Das weiße Mädchen
Dunkelheit.
Mit einem erschrockenen Keuchen fuhr Lea in die Höhe, prallte mit dem Kopf gegen die niedrige Decke.
»Was ist los?«, raunte Kai benommen unter ihr. »Habe ich dir wehgetan?«
»Das Gesicht!«, rief Lea entsetzt. »Es ist an der Heckscheibe – ganz nahe beim Wagen!«
In diesem Moment glitt der Schemen in der Dunkelheit rückwärts und entfernte sich.
»Was?« Kai schien wie aus einem Traum zu erwachen. »Wo?«
Er verdrehte den Oberkörper, um über die Schulter zu spähen. Lea rutschte von seinem Schoß und zog sich auf den Fahrersitz zurück. Beschämt bemerkte sie, dass sie zitterte.
»Ich sehe nichts«, sagte Kai achselzuckend. »Bist du sicher …«
»Natürlich bin ich sicher!«, schrie Lea, außerstande, ihre Aufregung zu beherrschen. Ihr erster Impuls bestand darin, die Fahrertür aufzureißen und ins Freie zu stürzen, um die Beobachterin zu stellen – doch Angst verdrängte die Idee.
Kai seufzte. »Wenn es dich beruhigt, sehe ich nach.« Er griff nach der Beifahrertür.
Nein, bleib bei mir!,
wollte Lea impulsivausrufen, bezwang sich jedoch. Weder vor sich selbst noch vor Kai wollte sie als ängstliche Frau dastehen, die eingeschüchtert im Wagen blieb, während ihr männlicher Beschützer sich der Bedrohung stellte.
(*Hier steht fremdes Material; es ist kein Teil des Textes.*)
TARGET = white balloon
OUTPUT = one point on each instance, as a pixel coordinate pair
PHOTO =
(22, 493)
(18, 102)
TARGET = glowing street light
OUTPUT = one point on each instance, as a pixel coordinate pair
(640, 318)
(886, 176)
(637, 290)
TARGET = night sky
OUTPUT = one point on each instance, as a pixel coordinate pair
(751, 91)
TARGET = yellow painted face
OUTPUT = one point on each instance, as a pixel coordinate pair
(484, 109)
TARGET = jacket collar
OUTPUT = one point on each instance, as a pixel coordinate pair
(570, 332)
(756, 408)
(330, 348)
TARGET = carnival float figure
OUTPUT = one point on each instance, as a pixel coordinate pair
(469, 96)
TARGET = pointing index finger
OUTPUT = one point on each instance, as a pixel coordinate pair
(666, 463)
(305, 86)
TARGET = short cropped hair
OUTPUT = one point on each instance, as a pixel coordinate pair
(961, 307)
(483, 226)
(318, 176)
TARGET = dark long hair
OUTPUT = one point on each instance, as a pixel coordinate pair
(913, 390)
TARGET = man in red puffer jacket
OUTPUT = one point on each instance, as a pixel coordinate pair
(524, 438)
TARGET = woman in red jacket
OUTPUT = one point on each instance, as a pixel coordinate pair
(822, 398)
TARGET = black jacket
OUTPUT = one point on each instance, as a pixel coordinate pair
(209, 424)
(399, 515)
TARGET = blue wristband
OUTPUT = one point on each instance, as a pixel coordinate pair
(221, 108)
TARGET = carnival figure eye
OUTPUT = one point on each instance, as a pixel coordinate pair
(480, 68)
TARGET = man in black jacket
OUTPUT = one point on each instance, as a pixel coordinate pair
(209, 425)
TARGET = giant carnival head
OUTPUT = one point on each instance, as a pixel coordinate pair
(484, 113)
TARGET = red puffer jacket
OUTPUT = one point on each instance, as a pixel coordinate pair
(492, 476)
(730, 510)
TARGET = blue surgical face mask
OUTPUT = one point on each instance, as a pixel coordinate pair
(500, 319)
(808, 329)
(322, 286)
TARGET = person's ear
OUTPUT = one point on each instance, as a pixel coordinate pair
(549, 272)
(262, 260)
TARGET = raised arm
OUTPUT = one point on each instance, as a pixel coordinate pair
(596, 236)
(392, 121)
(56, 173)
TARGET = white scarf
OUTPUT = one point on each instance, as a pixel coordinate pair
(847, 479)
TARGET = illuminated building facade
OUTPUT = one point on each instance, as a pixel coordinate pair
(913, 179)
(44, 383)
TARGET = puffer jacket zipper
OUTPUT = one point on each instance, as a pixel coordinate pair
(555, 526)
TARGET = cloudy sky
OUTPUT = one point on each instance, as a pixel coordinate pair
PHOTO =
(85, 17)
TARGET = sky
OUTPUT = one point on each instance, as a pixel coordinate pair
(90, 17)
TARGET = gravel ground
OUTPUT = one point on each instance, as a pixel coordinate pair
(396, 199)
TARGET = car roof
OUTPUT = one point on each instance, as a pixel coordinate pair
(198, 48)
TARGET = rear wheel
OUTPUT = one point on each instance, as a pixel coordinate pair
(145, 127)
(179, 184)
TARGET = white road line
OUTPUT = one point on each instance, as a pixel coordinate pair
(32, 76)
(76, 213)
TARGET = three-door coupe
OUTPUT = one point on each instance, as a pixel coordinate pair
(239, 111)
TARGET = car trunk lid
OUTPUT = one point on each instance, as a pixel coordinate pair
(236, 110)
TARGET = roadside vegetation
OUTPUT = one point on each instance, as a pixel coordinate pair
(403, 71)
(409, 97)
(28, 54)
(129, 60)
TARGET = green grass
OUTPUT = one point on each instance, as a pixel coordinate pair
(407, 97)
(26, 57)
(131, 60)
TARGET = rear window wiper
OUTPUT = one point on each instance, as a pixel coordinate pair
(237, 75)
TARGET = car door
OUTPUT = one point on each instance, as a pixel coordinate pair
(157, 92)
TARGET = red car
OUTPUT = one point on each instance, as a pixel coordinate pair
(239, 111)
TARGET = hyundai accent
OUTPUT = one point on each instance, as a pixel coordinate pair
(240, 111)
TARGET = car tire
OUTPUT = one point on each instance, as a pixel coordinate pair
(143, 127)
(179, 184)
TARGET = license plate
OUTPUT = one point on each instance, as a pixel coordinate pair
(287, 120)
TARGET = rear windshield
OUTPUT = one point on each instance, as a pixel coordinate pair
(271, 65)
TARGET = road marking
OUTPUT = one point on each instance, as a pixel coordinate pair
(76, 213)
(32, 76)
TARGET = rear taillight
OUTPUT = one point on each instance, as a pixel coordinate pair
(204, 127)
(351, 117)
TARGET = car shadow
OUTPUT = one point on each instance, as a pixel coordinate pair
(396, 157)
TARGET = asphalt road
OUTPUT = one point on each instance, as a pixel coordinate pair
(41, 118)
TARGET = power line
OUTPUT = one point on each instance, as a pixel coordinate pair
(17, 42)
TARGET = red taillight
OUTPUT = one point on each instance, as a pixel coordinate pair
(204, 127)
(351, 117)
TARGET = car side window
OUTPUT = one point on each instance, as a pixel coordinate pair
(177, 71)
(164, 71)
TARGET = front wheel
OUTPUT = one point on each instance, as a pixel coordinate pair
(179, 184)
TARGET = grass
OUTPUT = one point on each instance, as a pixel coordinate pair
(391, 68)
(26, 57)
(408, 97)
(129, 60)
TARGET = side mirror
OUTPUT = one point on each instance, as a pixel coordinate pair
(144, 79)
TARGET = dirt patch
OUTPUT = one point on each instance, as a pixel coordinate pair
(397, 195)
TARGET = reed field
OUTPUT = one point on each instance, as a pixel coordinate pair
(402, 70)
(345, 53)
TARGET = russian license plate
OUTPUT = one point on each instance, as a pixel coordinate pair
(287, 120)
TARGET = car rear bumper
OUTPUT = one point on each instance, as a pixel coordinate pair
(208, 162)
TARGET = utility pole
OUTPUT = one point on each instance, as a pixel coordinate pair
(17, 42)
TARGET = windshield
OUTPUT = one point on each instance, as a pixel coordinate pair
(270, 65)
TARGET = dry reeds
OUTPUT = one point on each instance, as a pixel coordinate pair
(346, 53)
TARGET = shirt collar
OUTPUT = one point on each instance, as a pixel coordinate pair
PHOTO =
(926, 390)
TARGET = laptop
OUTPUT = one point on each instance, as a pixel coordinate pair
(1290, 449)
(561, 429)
»Wir sehen gemeinsam nach«, entschied sie.
Kai zuckte die Achseln. »Wie du willst.«
Beide Türen schwangen gleichzeitig auf. Kühle Nachtluft strich über Leas Gesicht, als sie sich umsah. Die Straße lag vollkommen leer und still unter dem Nachthimmel. Hier und dort ließ der Mond ein Stück Asphalt aufschimmern.Der Wald zur Rechten jedoch war undurchsichtig wie eine schwarze Wand.
»Nichts zu sehen«, sagte Kai, der um den Wagen herumging und das Heck inspizierte.
»Auch keine Fußspuren?«, fragte Lea.
»Bei der Dunkelheit unmöglich zu sagen. Hast du eine Taschenlampe im Wagen?«
Lea wollte gerade verneinen, als das Knacken eines Zweigs sie herumfahren ließ. Auch Kai blickte auf und lauschte.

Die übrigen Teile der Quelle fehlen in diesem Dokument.